Guest Post by Thomas Fuller
You readers here at Watts Up With That have been very kind to me during my guest-blogging stint here, and I’d like to express my thanks for the cordial reception I have found, especially since I’m well aware that my views are not really congruent with those of many viewers. You all are certainly more open-minded and accommodating than the audience at many other internet locations. (Okay, enough sucking up–get on with it!)
However, one commenter on my last post had the audacity–the sheer audacity–to criticize my writing because this is a science blog after all, and my guest posts have not been about the science. Well, touche and all that, my dear sir, but well, I’m not a scientist.
We are not really at the point where only scientists can say intelligent things about climate change.
Two reasons: First, the basics are pretty well understood. CO2 should cause about a 1.5 to 2.1 degree Celsius rise in temperatures if we double its concentration in our atmosphere. (If it doesn’t, it’s because other forces are counteracting it, not that it doesn’t exist.) This really is not very controversial at all.
Second, the controversial part of the discussion is not going to be settled any time soon. We really do not know the sensitivity of the atmosphere to a doubling of CO2 concentrations. We are not likely to know for at least 30 years–and that’s if we’re lucky, according to Judith Curry.
To offer the extreme and absurdist example, as Roger Pielke Jr. points out on his weblog, we could achieve our emission reduction goals overnight, by switching from BP’s estimate of our 2009 emissions of CO2 to the IEA’S estimates of the same. There’s quite a bit of uncertainty out there.

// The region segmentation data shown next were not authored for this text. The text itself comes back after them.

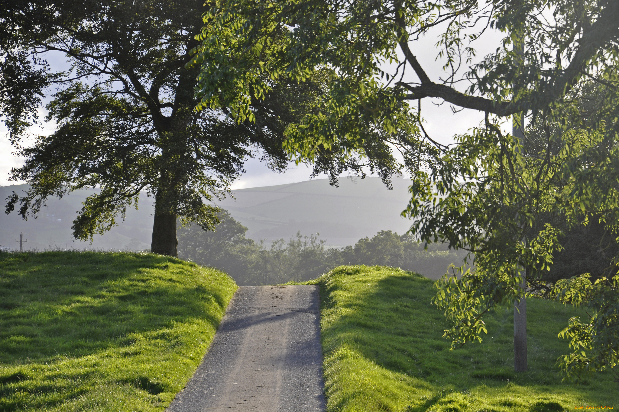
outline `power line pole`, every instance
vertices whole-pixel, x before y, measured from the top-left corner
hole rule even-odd
[[[24,240],[24,233],[19,233],[19,240],[15,240],[15,242],[19,242],[19,251],[22,251],[22,245],[28,242],[27,240]]]
[[[514,44],[514,49],[519,57],[522,59],[524,54],[524,44],[520,42]],[[516,64],[521,64],[517,62]],[[514,88],[517,88],[517,85],[513,85]],[[513,98],[516,98],[514,93]],[[524,142],[524,115],[525,113],[515,113],[512,117],[511,134],[515,140],[521,145]],[[522,155],[524,153],[520,153]],[[526,242],[524,240],[524,242]],[[516,269],[516,271],[518,271]],[[527,292],[527,269],[526,267],[520,268],[520,275],[522,282],[520,287]],[[518,274],[517,272],[516,274]],[[516,372],[526,372],[527,368],[527,299],[526,296],[521,299],[514,301],[514,370]]]
[[[524,139],[523,117],[521,113],[514,114],[512,124],[512,135],[521,143]],[[520,287],[526,293],[526,268],[521,268],[520,275],[522,278]],[[514,301],[514,369],[516,372],[527,371],[527,300],[523,297]]]

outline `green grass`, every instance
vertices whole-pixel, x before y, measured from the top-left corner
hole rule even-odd
[[[448,324],[430,305],[432,281],[398,269],[342,266],[320,285],[327,411],[574,410],[619,408],[610,373],[561,383],[555,362],[568,352],[557,334],[571,308],[527,300],[529,371],[513,372],[513,309],[488,316],[482,343],[454,351]]]
[[[0,253],[0,411],[162,411],[236,288],[151,254]]]

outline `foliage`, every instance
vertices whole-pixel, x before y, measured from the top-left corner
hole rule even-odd
[[[381,230],[371,239],[360,239],[354,246],[326,248],[319,233],[301,235],[288,242],[274,241],[269,247],[245,237],[247,228],[225,211],[217,215],[214,231],[199,227],[178,228],[179,256],[217,267],[243,285],[269,285],[304,281],[342,264],[383,264],[415,270],[433,279],[464,256],[431,244],[425,249],[407,235]]]
[[[0,253],[0,410],[163,411],[236,287],[147,253]]]
[[[453,146],[434,142],[438,154],[413,156],[408,168],[412,233],[474,253],[475,271],[464,266],[459,279],[443,279],[433,301],[454,322],[446,332],[453,345],[480,340],[485,314],[524,295],[522,269],[539,278],[552,264],[561,233],[539,216],[561,215],[570,227],[595,216],[619,233],[617,2],[220,0],[204,21],[195,57],[200,107],[230,107],[242,120],[249,101],[268,95],[268,82],[247,93],[259,74],[301,81],[319,67],[337,72],[318,113],[287,129],[285,147],[298,159],[318,163],[334,149],[331,159],[345,169],[342,159],[371,159],[364,142],[379,130],[403,133],[418,147],[433,142],[420,120],[427,97],[485,112],[480,127]],[[439,82],[423,69],[435,56],[413,53],[433,30],[448,72]],[[475,42],[488,36],[498,47],[474,62]],[[405,77],[407,68],[415,76]],[[599,85],[600,98],[585,118],[586,80]],[[469,82],[464,93],[460,82]],[[415,99],[417,110],[408,103]],[[503,135],[510,115],[520,128],[523,116],[540,119],[542,144],[527,151]],[[386,175],[401,170],[383,164]]]
[[[601,277],[592,283],[584,274],[561,279],[553,291],[564,303],[584,306],[587,321],[569,319],[559,337],[569,340],[571,353],[559,358],[565,377],[582,380],[587,374],[610,368],[619,382],[619,275],[609,280]]]
[[[100,188],[73,222],[77,239],[108,230],[145,191],[155,197],[154,251],[175,255],[176,216],[212,229],[217,209],[207,201],[225,195],[248,157],[259,154],[283,170],[284,130],[321,93],[318,76],[318,83],[274,82],[253,106],[252,123],[237,124],[221,110],[194,112],[198,70],[184,66],[198,44],[201,1],[50,0],[2,9],[0,30],[11,35],[2,37],[0,109],[25,158],[11,177],[32,187],[14,193],[6,211],[17,206],[25,219],[49,196]],[[50,71],[50,56],[65,57],[69,67]],[[29,146],[25,128],[41,96],[56,126]]]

So, despite their protestations, climate scientists at this point have about as much ‘clout’ in deciding what we should do as anybody else. So your comments and my guest posts here are not automatically dismissable as coming from the rabble. What we write on this weblog and others should be evaluated on the merits of what we say. Of course, people who have been studying the biology, chemistry, geology and ecological interactions of this planet should be treated with quite a bit more respect, and many climate scientists got their start in one of those fields–by no means am I trying to exclude them from the conversation, just because they can’t point at a red dot on a thermometer and say ‘that’s where we’ll be in 90 years.’
It is my own belief that other things we do here on this Earth have an impact on this planet, and that we should be aware of the impacts and in some cases work to lessen them. It is a happy coincidence that lessening these other impacts may also serve to reduce the impacts of whatever climate change we may be causing with CO2.
In the past century we have gone from cultivating about 3% of the world’s land for agriculture to about 33%. And of course this has had an effect on the planet, and of course that includes this planet’s climate. It has changed the albedo of the land and it has changed the level and movement of moisture over (and around) the cultivated areas. The vertical columns of air that shape what we perceive as weather are hugely affected by this. As they are by creation of manmade reservoirs behind the 850,000 dams we have built.
We have cut down forests, and not only for agriculture. They’re recovering in the developed world, but not in the emerging nations that still need the wood for fuel and the land for space. And again, this has affected the entire ecology and that does include climate.
(Digression–with the increasing urbanisation of this planet, some of these effects will lessen. More of us will live in cities, occupying a smaller space. Technology will reduce the amount of land needed for agriculture, despite our growing population. Some things will get better–maybe a lot of things, if we work for them.)
I could go on, but the point is clear enough for you to either agree or disagree. We are changing our planet, and one poorly understood change is the composition of the atmosphere.
Had the IPCC and others been savvy enough to look at all the changes we are making instead of just focusing on the ‘flavor of the month,’ I think the science–and our options–would have been more clearly expressed and more believable.
Instead, they focused on CO2 and treated all who disagreed as the rabble I mentioned before. What they wanted was a rabble alarmed. What they got was a rabble in arms.